Los críticos de la llamada “sociedad de consumo” (generalmente, críticos de los consumos ajenos) suelen argumentar que requiere para su funcionamiento la invención constante de nuevas y ficticias necesidades. Para ello se valdría de un instrumento al cual esta crítica atribuye, contra toda evidencia, un carácter infalible: la publicidad. Esta –aseguran–, a través de los estímulos adecuados, “mete en la cabeza” de las personas el deseo impostergable de cada nuevo producto, como símbolo de estatus o motivo de admiración social. Así, el consumidor, una víctima irreflexiva, termina siendo “consumido” por el sistema.

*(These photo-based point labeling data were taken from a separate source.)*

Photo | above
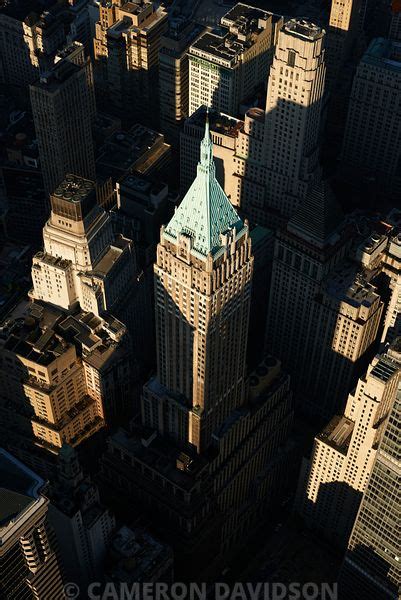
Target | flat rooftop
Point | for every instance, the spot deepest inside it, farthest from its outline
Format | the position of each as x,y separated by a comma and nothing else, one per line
338,433
243,13
384,53
44,333
303,29
218,122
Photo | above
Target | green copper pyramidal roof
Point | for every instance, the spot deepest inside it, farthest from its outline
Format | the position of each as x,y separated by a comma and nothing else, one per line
205,212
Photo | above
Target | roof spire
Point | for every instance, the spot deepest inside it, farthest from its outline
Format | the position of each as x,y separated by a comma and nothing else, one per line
207,146
205,212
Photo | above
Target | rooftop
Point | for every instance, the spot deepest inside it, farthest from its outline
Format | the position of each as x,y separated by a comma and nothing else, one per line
122,152
384,53
19,488
338,433
385,369
205,213
218,122
349,285
159,455
222,45
244,15
43,333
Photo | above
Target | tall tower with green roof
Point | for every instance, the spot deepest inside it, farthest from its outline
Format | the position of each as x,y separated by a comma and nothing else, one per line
203,278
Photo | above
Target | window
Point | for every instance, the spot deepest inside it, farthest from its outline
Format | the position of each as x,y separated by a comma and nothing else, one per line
291,58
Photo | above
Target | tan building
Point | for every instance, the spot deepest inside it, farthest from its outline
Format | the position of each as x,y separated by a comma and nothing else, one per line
81,523
331,305
371,155
225,68
210,455
82,261
224,131
63,109
238,150
333,480
174,75
127,43
344,29
294,98
29,566
62,379
28,43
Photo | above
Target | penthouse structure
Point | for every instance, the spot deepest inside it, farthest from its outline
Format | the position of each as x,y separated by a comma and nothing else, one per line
82,524
29,40
126,47
371,564
174,75
204,439
334,479
82,261
29,566
294,99
63,377
225,66
371,155
345,26
63,108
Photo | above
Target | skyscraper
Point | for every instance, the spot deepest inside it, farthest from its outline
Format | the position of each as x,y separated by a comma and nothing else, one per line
29,566
63,378
335,477
226,67
29,41
63,109
293,113
371,567
332,309
344,29
395,24
174,75
127,44
372,155
209,456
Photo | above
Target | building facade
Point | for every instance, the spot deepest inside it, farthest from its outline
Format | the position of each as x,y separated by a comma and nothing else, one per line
63,108
224,68
371,565
344,29
63,378
126,52
293,117
334,479
209,455
28,43
82,524
174,75
82,261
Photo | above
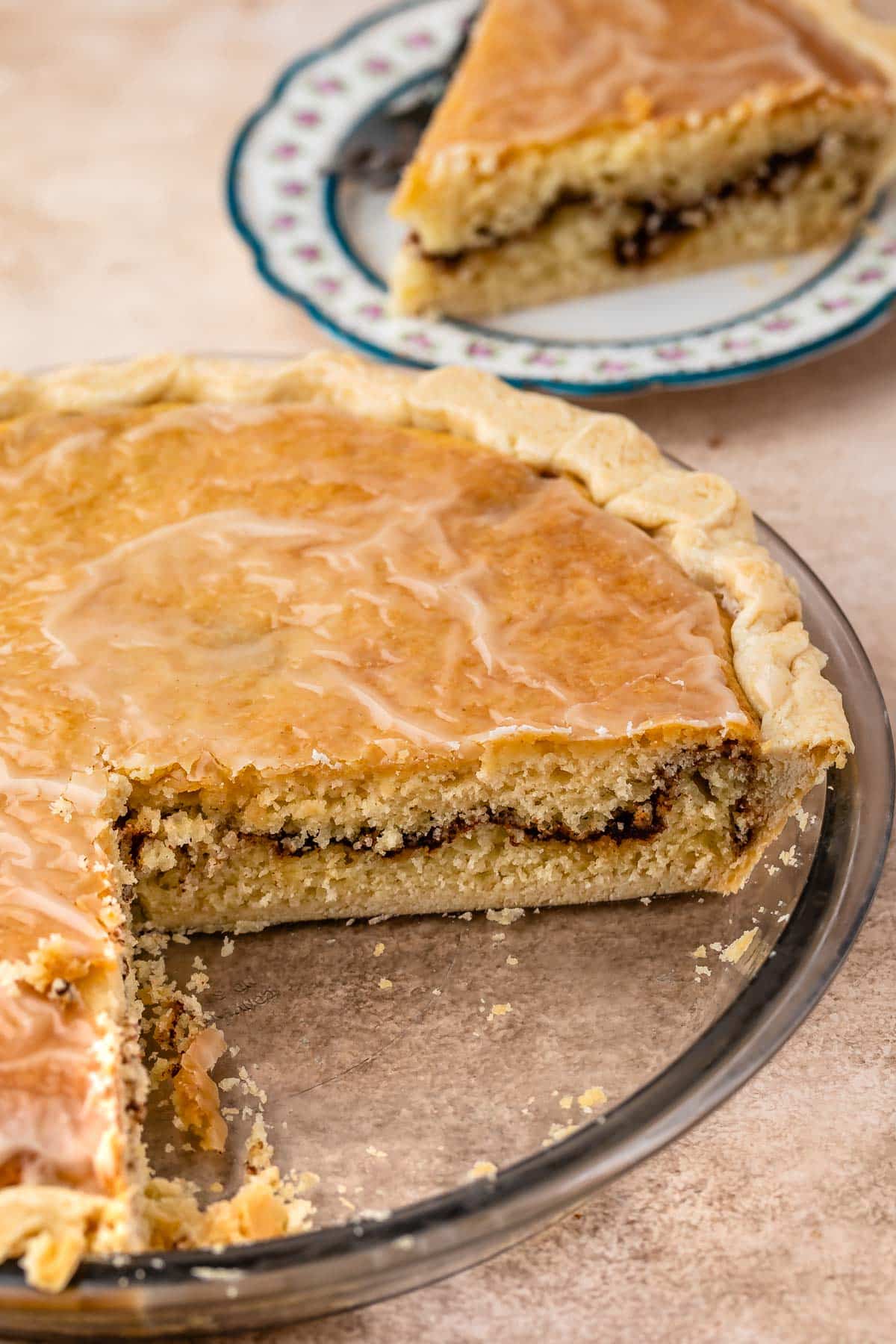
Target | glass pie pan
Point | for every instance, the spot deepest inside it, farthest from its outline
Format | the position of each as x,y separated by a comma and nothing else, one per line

Esta visión tiene un perfecto paralelo en el campo político. Del mismo modo en que las empresas manipulan nuestros consumos a través de la publicidad, los “poderes concentrados” controlan nuestro pensamiento a través de los medios de comunicación, los cuales, también con formidable eficacia, “nos meten ideas en la cabeza”. En ambos casos, subyace una misma triste visión del ser humano como individuo “programable”, tan incapaz de analizar la utilidad de una oferta comercial en términos de costo y beneficio como de evaluar la credibilidad de una propuesta política por sus méritos y debilidades. Queda excluida, entonces, la posibilidad misma de la persuasión, es decir, de que podamos ser convencidos de tomar nuestras decisiones de un modo libre, a través de un diálogo (aunque sea implícito) y por motivos mayormente racionales.
Este escepticismo sobre la condición humana se filtró repetidamente en la reciente campaña electoral, pero nunca fue expresado con tanta candidez como en las recientes afirmaciones del gobernador Capitanich: “La gente piensa lo que los periodistas proponen”, ya que estos tendrían el poder de inocular en sus mentes indefensas misteriosos “marcos mentales”, lo cual haría indispensable una mayor regulación de los medios de comunicación. Estas palabras, en primer lugar, son claramente ofensivas para cualquier ciudadano, porque presumen nuestra incompetencia para pensar por nosotros mismos. Además, implican que el gobernador Capitanich –junto con los funcionarios del actual gobierno y los futuros reguladores– es inmune a tales influencias, seguramente por estar dotado de una naturaleza racional superior (cuyas prestaciones extraordinarias esperamos con ansias que se pongan cuanto antes de manifiesto).
Pero lo más sorprendente es que, en este razonamiento, no parece que la manipulación en sí misma sea objeto de cuestionamiento ético. Si “la gente” puede ser programada, alguien debe hacerlo para no dejarla a la deriva. El único problema a resolver es que los medios e instrumentos para esa programación están (supuestamente) en manos de “ellos” y no de “nosotros”. Mediante la adecuada “regulación” de los medios de comunicación propuesta por Capitanich, el actual gobierno podrá “meter en la cabeza de la gente” los “marcos mentales” adecuados. Es cierto que la idea de un “gobierno de los sabios” ya la había propuesto Platón en la República. Pero en labios de un pretendido “progresista”, parece un pensamiento elitista y reaccionario.
De aquí al acto del miércoles pasado, la distancia lógica es escasa. No solo fue una manera de “mostrar los dientes” hacia afuera y hacia dentro de la coalición gobernante. Ese extraño espectáculo fue montado para generar estímulos y preservar los “marcos mentales” correctos en sus asistentes. Pero no hay que engañarse. Muchos de ellos concurrieron conscientes de la farsa, por un sobrio cálculo de utilidad, negociando con sus dirigentes. Para estos, el precio de movilizarlos es cada vez más alto y, a la larga, insostenible. Quizá sea hora de abandonar los torpes intentos de manipulación y aprender un poco del arte de la persuasión.